Ten years later, a look back on 9/11

A decade has passed since the violent terrorist attacks orchestrated by the Islamic extremist group, Al-Queda. Today, now grown up from kindergarden and elementary years, Kennedy students reflect on how 9/11 changed America and their lives.

Jason Blum, soph., lived on Long Island when the attacks happened, talks about his feelings on the 10-year decade.

“I think that it’s good that we have been basically been able to move on and continue with our lives since the incident was so tragic,” Blum said. He was five years old on 9/11, and said that all he remembers was his dad and mom taking him into a room and watching the TV as the buildings fell down. They explained what happened. Blum said he can’t remember his parents’ reactions, but that he thinks they were calm.

Audrey Brock, fr., talks about how 9/11 affected the perspective of Islamic people and how that affected her friendships.

“There was a time at which a friend of mine who liked a guy who was Muslim,” Brock said, “and we had a friend who was very adamant that they shouldn’t be dating, and no one was talking to her because she’s so mean about that stuff, and I think the biggest impact on me was the racial ties.”

Brock was three when the towers fell, She remembers her dad rushed into the living room and turned to FOX News and she saw the first footage of the towers going down.

On what the date means to her, Brock said, “To me, it [the date] means the end of the American ideal: rich, fearless, and untouchable. This is when we realized that we couldn’t always be better than everyone at everything. We can be hurt.”

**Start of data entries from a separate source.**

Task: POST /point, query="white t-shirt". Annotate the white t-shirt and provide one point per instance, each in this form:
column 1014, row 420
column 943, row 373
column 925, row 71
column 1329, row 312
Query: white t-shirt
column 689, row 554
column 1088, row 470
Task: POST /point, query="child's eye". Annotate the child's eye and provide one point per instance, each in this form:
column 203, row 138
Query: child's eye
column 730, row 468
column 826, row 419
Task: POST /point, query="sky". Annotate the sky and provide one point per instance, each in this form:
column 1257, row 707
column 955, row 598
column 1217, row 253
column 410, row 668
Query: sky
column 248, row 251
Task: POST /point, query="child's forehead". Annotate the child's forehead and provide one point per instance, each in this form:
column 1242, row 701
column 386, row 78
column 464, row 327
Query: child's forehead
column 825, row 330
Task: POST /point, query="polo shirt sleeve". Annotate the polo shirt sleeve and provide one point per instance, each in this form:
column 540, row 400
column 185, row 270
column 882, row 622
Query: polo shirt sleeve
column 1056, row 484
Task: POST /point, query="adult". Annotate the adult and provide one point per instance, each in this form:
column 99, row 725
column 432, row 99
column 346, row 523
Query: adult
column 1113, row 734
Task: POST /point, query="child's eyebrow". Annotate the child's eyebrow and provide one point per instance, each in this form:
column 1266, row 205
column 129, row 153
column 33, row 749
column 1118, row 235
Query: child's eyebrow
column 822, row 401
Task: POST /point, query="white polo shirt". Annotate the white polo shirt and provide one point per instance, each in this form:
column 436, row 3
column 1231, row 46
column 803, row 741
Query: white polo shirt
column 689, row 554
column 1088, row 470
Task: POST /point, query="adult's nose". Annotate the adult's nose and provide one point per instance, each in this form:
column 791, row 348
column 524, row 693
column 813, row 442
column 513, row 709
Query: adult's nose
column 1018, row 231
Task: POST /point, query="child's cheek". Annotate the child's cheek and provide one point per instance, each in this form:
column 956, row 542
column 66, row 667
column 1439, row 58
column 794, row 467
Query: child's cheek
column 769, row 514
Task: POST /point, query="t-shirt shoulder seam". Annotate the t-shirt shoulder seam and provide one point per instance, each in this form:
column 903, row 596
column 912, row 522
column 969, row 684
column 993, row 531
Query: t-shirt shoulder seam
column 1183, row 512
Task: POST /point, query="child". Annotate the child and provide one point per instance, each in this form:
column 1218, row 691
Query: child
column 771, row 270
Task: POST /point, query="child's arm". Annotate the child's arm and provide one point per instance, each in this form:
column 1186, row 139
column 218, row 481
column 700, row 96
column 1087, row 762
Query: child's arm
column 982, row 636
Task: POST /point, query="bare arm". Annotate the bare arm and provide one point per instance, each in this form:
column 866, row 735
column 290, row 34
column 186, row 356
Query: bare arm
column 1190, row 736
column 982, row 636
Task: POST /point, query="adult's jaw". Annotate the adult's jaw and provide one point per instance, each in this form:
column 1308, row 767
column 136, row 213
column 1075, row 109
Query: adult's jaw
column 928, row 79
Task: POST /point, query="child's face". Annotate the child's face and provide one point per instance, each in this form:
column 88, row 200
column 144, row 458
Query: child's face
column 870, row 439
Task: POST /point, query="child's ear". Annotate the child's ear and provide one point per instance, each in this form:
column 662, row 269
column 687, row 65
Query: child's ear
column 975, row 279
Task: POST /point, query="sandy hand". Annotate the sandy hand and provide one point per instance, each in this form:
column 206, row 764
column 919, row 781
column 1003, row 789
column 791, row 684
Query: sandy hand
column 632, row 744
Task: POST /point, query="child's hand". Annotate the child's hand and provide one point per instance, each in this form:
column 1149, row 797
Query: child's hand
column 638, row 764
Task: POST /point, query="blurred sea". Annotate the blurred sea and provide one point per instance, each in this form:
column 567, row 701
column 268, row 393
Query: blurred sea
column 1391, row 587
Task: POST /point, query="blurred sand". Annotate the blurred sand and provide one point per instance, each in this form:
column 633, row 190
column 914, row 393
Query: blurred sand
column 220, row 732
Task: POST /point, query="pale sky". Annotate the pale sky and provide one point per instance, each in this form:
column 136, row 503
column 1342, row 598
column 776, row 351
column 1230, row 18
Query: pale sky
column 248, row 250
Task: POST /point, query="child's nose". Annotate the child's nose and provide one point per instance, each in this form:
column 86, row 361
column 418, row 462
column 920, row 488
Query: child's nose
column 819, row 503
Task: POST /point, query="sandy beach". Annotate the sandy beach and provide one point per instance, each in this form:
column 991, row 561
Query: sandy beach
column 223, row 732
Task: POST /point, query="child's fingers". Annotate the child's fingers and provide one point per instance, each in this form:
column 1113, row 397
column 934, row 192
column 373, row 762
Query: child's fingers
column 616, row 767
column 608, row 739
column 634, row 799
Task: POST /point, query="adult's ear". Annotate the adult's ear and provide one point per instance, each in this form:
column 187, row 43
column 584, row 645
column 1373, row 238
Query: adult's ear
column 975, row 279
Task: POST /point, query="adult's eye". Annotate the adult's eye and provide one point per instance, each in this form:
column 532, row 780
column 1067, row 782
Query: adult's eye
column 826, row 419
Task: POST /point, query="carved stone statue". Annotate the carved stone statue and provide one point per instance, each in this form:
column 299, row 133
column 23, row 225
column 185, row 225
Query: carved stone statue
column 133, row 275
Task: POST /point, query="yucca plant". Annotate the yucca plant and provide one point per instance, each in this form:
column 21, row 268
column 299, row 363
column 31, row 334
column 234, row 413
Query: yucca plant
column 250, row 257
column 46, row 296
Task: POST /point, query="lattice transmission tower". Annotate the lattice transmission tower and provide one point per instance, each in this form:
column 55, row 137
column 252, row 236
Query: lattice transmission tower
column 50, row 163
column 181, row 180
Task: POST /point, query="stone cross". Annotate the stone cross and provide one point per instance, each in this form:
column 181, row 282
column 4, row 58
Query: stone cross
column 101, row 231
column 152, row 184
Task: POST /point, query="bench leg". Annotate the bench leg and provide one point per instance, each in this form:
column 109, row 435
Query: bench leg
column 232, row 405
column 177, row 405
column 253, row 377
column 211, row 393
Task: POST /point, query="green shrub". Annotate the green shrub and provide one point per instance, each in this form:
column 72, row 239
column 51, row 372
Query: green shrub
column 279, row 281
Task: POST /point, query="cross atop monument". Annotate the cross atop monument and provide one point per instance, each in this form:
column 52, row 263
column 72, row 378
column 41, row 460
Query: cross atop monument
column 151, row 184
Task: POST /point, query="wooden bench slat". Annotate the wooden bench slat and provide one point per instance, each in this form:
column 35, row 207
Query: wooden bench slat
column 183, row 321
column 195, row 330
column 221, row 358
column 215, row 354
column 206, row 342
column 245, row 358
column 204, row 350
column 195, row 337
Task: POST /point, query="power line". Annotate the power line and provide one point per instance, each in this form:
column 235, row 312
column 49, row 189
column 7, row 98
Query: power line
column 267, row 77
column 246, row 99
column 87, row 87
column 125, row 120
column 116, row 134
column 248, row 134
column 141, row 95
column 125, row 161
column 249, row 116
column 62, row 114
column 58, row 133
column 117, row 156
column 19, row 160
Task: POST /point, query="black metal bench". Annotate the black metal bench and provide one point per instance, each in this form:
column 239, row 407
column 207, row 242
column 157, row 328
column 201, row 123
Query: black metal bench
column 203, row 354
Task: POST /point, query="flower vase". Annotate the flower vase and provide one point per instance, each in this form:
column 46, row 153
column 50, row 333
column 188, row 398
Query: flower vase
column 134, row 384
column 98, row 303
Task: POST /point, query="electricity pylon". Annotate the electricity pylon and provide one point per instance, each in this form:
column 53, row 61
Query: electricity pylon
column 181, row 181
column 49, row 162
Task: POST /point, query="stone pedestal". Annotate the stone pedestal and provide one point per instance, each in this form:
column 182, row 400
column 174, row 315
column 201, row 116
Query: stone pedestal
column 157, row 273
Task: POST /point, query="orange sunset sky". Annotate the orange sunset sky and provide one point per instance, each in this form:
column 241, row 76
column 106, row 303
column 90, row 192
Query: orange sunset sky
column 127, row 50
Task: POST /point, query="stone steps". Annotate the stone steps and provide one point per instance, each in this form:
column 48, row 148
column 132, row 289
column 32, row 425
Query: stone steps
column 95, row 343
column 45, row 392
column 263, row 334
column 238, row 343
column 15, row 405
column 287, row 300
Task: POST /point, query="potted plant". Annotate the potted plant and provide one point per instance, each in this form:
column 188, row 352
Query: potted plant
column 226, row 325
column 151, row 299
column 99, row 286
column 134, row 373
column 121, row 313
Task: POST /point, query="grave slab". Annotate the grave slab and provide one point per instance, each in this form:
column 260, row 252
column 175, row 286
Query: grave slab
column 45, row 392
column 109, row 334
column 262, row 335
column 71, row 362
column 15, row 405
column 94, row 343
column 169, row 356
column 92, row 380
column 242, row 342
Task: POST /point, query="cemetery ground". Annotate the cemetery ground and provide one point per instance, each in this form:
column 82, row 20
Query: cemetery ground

On how 9/11 affected America, Blum said,“It made a pretty big anti-terrorist movement, and it made us back up our security to prevent that from happening again and it pretty much started a war.”

Blum and Brock differed on their views on the recent death of the Osama Bin Laden, the man who was in charge of the violent attacks. U.S. forces in Abbottabad, Pakistan killed Osama Bin Laden on May 1, 2011. After a 10 year battle the man responsible for beginning and funding the terrorist group Al-Qaeda had been put to justice.

“I think that it has solved a problem that’s been going on a long time, and it’s a good thing now that our troops can come home,” Blum said.

Brock said, however, “I don’t really feel that much changed, I mean, there’s still terrorism and I don’t think that his followers will be deterred by his death, and I feel that 9/11 was a tragedy that can’t be made up by Bin Laden’s death.”

Almost 3,000 people died on 9/11, when Al-Qaeda boarded four United States planes, two of which were crashed into the World Trade Center Twin Towers; one was crashed into the Pentagon in Virginia, and the fourth, United Airlines Flight 93 was crashed into a field in Pennsylvania after the passengers heroically overtook the plane from terrorists as they tried to fly it into the White House.